这一大修的出发点是回到施米特与埃里克·彼得森之间关于基督教政治神学可能性的旷日持久的争论,当代意大利哲学家吉奥乔·阿甘本最近对这场争论的利害关系进行了重大的重新评价。彼得森于 1935 年对施米特进行了隐晦而有力的批判,而施米特则于 1970 年在这位神学家逝世约十年后才做出回应。然而,在神学界之外,这场辩论几乎只被当作施米特思想传记中的一个插曲。在阿甘本的干预下,本书建议扭转这一趋势,转而集中讨论彼得森提出的立场。虽然彼得森对政治神学的批判在史学界已被反复论述,但很少有人注意到,他的研究方法其实是基于对政治与神学关系的竞争性理解。事实上,正如我们将要看到的那样,在这种另类诠释中,基督教的反政治学本身就被转化为一种极限形式的政治学。这在某种意义上解释了对政治神学的批判,而在另一种意义上,它可以被视为为政治神学当前和未来的研究开启了一个新的视角,在拓宽其历史范围的同时,也完善了其离散的应用点。

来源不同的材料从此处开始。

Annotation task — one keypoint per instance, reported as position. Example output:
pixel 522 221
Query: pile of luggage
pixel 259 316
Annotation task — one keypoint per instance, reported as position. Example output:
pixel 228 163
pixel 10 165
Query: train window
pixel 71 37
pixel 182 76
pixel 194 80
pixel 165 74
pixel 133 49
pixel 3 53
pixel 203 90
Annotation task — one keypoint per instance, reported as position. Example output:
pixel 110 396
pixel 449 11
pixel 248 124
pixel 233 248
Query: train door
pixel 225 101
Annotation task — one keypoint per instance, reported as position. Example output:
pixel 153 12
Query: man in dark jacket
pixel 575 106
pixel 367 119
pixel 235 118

重要的是不要忘记,批判本身是在两个截然不同但又密切相关的方面进行的。一方面是众所周知的论点,即随着三位一体正统教义的宣布,早期基督教与建立在希腊化犹太教模式上的政治神学的短暂调情被突然和彻底终结了(原因是三位一体的上帝与犹太人的 "君主制 "上帝不同,在被造世界中没有类似的上帝)。另一方面,圣奥古斯丁的和平神学战胜了将大同世界解释为《旧约》中弥赛亚预言的实现的盛行说法,这一论点虽鲜为人知,但其重要性却不亚于后者(由于其暗含的目标是施米特,因此可能更具破坏性)。根据第二种观点——文中只作了非常简短的论述,但论文开篇对奥古斯丁的献辞却凸显了其重要性——任何和平,无论是罗马式的还是其他方式的和平,只要是在政治上实现的(因而看起来是历史的内在),就必然是一种幻觉,因为真正的、真正的和平只有在时间的尽头,只有在永恒中才能实现。但是,如果认为彼得森摒弃了具体的政治末世论(并由此消除了 "作为政治问题 "的一神论),从而试图将政治完全排除在神学领域之外,那就大错特错了。恰恰相反,正是由于具体末世论的中止,通过推迟时间的终结和神国的降临,实际上使得世俗政治成为可能。但这种政治仍然是教会这一公共团体的独特特权,在他看来,教会的历史存在正是以这种中止为前提的。彼得森在神学上对所有政治神学的否定,绝非为了维护神学推测的纯洁性以防政治污染(施米特或许故意曲解了这一点),而是为了对抗神学的政治工具化,以阐明基督教自身特有的政治行动形式。